The Alaska Aerospace Corporation (AAC) has $4 million of unused funds left over from last year, and had legislators done their job and passed HB 256 – Amendment 7 on March 10, the money would have been put back into the state’s general funds to help pay for programs that are being cut (seniors, education, e.g).

The AAC keeps saying it wants to ‘privatize’ but in order to do so it wants the state to turn over all the assets — cash balances, reappropriated funds, contracts, accounts receivable, office leases, furniture, furnishings, equipment and supplies — to its ‘new’ company. If the state agrees to the transfer of all these assets, the AAC would allow the state to receive future revenues from the AAC’s ventures. Unbelievable! The AAC should be obligated and forced to pay all the dividends it owes and never paid the state under the original agreement 20 years ago. Why should the state hand over all assets to the AAC when it has not received any investment return? If AAC cannot privatize on its own without the state’s help, then it needs to seek out funds from private investors or else shut down its operations.
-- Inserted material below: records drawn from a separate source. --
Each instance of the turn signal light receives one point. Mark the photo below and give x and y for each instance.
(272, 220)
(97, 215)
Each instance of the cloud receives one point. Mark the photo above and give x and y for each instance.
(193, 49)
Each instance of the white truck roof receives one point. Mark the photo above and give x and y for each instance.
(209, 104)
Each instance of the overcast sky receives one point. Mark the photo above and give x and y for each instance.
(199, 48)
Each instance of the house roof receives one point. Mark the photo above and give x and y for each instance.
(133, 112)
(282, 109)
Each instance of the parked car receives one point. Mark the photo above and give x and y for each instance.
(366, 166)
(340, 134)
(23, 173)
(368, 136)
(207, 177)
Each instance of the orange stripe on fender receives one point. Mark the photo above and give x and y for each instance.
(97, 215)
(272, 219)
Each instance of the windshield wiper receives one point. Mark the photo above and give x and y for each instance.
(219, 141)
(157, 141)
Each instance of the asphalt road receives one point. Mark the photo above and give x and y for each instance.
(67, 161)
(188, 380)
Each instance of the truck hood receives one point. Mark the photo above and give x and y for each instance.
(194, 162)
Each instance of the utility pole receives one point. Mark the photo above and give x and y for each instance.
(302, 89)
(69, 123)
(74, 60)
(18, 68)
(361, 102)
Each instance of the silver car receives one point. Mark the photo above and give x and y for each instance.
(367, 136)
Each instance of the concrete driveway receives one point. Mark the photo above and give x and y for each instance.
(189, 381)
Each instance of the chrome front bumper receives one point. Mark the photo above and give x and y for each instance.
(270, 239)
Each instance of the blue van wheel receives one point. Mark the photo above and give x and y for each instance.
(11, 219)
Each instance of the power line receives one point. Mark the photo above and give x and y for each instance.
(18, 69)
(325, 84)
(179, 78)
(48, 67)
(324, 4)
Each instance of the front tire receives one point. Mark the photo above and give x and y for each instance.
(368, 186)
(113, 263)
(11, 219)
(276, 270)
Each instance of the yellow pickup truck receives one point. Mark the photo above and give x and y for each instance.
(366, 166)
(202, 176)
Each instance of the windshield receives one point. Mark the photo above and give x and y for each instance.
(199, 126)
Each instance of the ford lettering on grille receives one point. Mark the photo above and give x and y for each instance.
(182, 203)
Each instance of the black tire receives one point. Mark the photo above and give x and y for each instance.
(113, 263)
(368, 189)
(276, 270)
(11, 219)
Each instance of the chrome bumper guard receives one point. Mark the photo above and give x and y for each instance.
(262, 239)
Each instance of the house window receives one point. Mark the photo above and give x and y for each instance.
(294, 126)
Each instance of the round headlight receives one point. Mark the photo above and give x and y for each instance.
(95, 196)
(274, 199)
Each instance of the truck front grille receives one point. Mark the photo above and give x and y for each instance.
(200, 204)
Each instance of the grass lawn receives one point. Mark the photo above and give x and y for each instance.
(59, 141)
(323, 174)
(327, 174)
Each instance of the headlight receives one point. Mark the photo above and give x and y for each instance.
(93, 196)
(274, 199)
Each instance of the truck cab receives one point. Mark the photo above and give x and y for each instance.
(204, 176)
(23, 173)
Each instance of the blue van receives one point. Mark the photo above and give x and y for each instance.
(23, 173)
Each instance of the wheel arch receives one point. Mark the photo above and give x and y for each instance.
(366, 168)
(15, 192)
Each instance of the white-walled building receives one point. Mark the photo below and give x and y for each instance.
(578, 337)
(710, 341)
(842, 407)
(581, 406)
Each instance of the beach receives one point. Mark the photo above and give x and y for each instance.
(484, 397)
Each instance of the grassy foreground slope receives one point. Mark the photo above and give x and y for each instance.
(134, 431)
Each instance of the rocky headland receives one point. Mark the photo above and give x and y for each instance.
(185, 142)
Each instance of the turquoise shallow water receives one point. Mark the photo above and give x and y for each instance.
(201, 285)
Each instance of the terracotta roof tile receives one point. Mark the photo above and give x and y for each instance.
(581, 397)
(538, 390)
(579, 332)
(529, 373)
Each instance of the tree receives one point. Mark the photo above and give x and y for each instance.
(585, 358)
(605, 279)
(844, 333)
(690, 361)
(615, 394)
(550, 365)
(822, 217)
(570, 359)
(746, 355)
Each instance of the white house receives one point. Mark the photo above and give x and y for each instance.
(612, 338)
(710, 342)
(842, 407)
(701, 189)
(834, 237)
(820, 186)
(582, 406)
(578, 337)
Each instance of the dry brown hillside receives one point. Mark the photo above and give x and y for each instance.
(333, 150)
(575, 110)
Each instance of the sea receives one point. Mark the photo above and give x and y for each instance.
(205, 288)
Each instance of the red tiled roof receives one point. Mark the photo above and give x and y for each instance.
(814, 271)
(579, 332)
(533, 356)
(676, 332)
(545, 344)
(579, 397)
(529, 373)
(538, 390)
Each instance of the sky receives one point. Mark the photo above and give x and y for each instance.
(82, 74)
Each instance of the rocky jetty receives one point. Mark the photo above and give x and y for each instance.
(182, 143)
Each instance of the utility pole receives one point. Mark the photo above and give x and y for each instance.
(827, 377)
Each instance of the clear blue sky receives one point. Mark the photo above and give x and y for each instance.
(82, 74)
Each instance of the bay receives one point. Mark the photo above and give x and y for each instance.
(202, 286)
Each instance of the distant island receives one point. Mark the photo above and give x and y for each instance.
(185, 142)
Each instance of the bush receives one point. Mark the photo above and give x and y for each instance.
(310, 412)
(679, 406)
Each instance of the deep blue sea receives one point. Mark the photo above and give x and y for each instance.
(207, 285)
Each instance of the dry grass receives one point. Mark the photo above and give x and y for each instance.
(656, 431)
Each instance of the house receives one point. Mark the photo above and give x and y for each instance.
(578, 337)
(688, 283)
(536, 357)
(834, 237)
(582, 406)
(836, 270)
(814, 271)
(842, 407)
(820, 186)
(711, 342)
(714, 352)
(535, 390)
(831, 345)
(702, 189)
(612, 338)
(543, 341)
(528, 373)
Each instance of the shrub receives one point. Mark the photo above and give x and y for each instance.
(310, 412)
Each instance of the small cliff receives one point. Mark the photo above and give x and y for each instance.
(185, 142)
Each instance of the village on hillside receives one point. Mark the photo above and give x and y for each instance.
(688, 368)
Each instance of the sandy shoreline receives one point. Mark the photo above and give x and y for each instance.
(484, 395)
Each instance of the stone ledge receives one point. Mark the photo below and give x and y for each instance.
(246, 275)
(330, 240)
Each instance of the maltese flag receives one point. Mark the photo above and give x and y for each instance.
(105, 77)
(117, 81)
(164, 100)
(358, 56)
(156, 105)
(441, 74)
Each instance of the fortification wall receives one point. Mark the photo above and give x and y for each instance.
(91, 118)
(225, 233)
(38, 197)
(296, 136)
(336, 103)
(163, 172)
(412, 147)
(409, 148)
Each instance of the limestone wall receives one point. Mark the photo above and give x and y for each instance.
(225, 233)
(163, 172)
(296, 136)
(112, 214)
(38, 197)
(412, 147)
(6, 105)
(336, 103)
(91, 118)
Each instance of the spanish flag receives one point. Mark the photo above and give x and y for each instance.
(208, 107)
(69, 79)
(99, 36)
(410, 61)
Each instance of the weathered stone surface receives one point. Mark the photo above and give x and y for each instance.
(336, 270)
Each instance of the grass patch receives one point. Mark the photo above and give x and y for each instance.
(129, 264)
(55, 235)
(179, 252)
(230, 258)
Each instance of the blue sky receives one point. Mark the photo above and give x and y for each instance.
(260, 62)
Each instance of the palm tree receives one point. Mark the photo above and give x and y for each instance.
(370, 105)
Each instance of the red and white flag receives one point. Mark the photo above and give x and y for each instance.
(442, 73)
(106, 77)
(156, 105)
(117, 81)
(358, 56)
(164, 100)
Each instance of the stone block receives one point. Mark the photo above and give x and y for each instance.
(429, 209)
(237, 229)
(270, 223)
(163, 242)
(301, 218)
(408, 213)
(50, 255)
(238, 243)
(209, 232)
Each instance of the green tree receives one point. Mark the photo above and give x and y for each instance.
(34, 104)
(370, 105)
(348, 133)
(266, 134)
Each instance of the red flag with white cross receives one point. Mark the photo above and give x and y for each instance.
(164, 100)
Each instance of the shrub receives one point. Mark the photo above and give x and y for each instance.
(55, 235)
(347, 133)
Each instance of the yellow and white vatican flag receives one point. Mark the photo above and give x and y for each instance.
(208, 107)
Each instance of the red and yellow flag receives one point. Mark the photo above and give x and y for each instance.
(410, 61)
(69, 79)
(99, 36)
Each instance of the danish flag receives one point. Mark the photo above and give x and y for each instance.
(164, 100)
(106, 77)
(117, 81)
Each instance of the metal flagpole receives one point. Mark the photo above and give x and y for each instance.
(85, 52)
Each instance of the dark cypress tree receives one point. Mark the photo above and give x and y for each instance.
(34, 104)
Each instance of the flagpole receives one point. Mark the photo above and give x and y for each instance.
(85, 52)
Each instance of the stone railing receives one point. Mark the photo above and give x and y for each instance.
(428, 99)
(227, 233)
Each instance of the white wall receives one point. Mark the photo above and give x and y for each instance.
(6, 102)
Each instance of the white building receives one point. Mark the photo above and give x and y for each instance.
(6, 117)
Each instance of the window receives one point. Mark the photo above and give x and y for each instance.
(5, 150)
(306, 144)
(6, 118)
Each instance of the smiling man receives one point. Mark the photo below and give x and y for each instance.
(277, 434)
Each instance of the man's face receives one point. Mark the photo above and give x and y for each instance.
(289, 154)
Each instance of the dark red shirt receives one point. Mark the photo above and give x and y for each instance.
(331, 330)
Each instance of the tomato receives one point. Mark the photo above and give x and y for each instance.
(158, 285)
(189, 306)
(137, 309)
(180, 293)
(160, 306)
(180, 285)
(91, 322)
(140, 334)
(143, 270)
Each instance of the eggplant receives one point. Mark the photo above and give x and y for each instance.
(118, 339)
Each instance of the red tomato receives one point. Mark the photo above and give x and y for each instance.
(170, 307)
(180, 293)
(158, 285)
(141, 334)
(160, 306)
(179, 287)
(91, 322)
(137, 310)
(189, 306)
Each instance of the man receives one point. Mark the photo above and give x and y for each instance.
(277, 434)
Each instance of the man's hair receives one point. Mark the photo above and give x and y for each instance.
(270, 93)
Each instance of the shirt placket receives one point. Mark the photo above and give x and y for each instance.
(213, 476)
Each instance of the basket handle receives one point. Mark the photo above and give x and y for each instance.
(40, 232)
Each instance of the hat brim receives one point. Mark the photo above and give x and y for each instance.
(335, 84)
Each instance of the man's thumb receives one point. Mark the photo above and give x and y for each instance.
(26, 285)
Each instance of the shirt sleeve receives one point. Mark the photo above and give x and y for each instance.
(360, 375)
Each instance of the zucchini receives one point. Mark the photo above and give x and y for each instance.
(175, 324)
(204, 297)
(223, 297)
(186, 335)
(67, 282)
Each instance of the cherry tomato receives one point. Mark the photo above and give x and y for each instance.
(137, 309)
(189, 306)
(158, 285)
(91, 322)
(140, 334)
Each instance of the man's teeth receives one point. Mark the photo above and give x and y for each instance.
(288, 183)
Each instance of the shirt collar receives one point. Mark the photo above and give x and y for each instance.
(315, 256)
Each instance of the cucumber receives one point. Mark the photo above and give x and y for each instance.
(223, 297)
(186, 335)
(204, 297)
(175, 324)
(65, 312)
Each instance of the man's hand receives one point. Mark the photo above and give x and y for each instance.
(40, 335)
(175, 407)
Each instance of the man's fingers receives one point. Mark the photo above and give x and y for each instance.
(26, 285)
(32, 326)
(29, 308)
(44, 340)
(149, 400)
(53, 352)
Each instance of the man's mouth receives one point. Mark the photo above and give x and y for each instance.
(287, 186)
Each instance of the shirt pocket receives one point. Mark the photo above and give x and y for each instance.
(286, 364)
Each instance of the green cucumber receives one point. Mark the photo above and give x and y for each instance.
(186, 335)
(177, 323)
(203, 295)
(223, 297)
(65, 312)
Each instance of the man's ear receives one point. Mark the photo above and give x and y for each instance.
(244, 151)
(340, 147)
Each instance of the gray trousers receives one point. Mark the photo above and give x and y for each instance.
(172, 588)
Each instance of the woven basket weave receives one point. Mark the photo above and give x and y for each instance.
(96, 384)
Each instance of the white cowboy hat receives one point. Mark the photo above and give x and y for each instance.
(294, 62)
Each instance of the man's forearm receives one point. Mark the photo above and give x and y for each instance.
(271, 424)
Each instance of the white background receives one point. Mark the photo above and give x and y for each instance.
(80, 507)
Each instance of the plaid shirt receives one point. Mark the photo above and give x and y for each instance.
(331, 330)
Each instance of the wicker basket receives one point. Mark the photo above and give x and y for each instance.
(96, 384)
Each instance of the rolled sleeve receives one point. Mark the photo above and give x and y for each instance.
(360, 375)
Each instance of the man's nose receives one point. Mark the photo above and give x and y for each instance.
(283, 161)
Futhermore, the AAC wants the governor’s administration to introduce legislation this session reappropriating $2.3 million of the FY 2013 medium-lift appropriation to fund all of its transitional expenses, i.e legal, financial, accounting, financial advisory and administrative services and any other necessary things for the AAC to go ‘private.’ I doubt the administration has helped other individuals set up their own companies using state funds.